Francesco Sgrò, prima confermò le dichiarazioni rese all’avvocato Basile, poi si rifiutò di firmare il verbale di interrogatorio, infine, sostenne di non ricordare più nulla, denunciando minacce a suo danno e a quello dei suoi familiari. Il 12 agosto, accompagnato dal fratello e da un amico, si presentò alla redazione di Paese Sera, dove, davanti a tre giornalisti e ad un magnetofono, confessò di “aver inventato tutta la storia […] al fine di ottenere denaro e somme ingenti dall’Msi, tramite gli avvocati Basile e Sebastianelli”.
Disse anche di aver ricevuto, quale anticipo, un milione di lire dall’avvocato Basile.
Il 14 confermò tutto al procuratore della Repubblica di Roma.
Sgrò fu arrestato lo stesso giorno per calunnia. Gli avvocati Basile e Sebastianelli vennero invece incarcerati il 31 con l’accusa di aver esercitato violenza e minacce per indurre lo stesso Sgrò a testimoniare.
Un gruppo di militanti dell’Msi, tra cui Angelo Rossi, fratello di Alberto Rossi il capo dei Volontari nazionali, fu a sua volta tratto in arresto, tra il 4 e il 5 settembre, per la responsabilità materiale delle violenze e delle minacce.
Naufragò così il tentativo dell’Msi di accusare la sinistra per alcuni degli atti terroristici che stavano scuotendo il paese. Le stragi di Brescia e dell’Italicus erano state precedute da un’ondata di attentati dinamitardi: il 9 gennaio erano stati fatti saltare i binari a Silvi Marina; il 6 marzo a Barberino del Mugello qualcuno aveva minato i tralicci dell’Enel; il 13 a Milano alcune bombe, firmate Ordine nero, erano state tirate contro l’agenzia di pubblicità del Corriere della Sera ed il Centro studi Gramsci; il 21 aprile a Vaiano un ordigno, rivendicato da Ordine nuovo, aveva tranciato venti metri di binario sulla ferrovia Firenze-Bologna.
Tra il 14 ed il 21 maggio, nel corso delle indagini su Ordine nero e le Sam, erano stati eseguiti numerosi arresti per furti di bombe, armi e munizioni compiuti in varie caserme.
Spirava aria di “golpe”.

LA CONFIDENZA

La svolta si ebbe dopo l’evasione dal carcere di Arezzo, il 15 dicembre 1975, di tre detenuti: Felice D’Alessandro, uno studente universitario condannato in primo grado a 16 anni per omicidio, Aurelio Fianchini, già pregiudicato, in attesa di giudizio per furto di oggetti sacri, e Luciano Franci accusato di strage e detenzione di esplosivi.
Il 18 pomeriggio Aurelio Fianchini si presentò ai giornalisti della redazione romana del settimanale Epoca, dichiarando di aver ricevuto in carcere da Luciano Franci la confidenza che l’attentato al treno Italicus era stata opera della cellula toscana del Fronte nazionale rivoluzionario.
La bomba, disse, era stata costruita ad Arezzo e trasportata a Firenze con una Fiat 500 da Margherita Luddi.
Piero Malentacchi e Giovanni Gallastroni, insieme a Luciano Franci, carrellista alla stazione di Santa Maria Novella, l’avevano collocata sul treno.
Fianchini si recò poi spontaneamente alla squadra mobile di Roma per confermare il racconto.

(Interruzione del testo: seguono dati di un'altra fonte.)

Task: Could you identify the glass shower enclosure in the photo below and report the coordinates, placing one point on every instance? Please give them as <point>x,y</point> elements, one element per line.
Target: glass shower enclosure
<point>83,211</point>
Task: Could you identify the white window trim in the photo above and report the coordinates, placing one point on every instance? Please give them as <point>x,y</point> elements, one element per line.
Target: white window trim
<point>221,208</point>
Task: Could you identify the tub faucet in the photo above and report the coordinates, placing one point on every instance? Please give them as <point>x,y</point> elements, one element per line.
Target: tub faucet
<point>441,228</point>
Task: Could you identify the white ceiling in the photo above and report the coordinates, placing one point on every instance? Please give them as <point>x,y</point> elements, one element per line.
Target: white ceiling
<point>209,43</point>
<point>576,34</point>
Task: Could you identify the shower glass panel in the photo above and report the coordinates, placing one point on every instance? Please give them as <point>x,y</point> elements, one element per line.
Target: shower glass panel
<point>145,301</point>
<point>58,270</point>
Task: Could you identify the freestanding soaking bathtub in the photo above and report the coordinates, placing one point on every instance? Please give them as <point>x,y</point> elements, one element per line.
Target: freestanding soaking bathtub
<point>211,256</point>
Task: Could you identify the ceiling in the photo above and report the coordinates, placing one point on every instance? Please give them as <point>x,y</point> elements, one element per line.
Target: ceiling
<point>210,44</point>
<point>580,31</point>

Aggiunse che “l’evasione è stata effettuata per portare il Franci davanti ai giornalisti e fargli confermare alcune gravissime rivelazioni, con la falsa promessa di agevolarlo poi nell’espatrio clandestino”.
“Mario Tuti” – continuò – “fornì l’esplosivo, Malentacchi Piero piazzò l’ordigno sul treno nella stazione di S. Maria di Firenze, e il Franci che lavorava nell’ufficio postale della suddetta Stazione, fece da palo. L’ordigno era stato preparato dal Malentacchi che aveva acquisito una specifica competenza in proposito durante il servizio militare. L’attentato fu eseguito per creare il caos nel paese e favorire l’attuazione di un successivo colpo di Stato. L’esplosivo usato per l’attentato all’Italicus era diverso da quello usato per l’attentato alla Stazione ferroviaria di Terontola”.
Il 20 dicembre Fianchini ribadì le sue accuse davanti al giudice istruttore e al procuratore della Repubblica di Bologna.
Luciano Franci, per la cronaca, dopo aver vagato due giorni nell’aretino, si consegnò alle autorità.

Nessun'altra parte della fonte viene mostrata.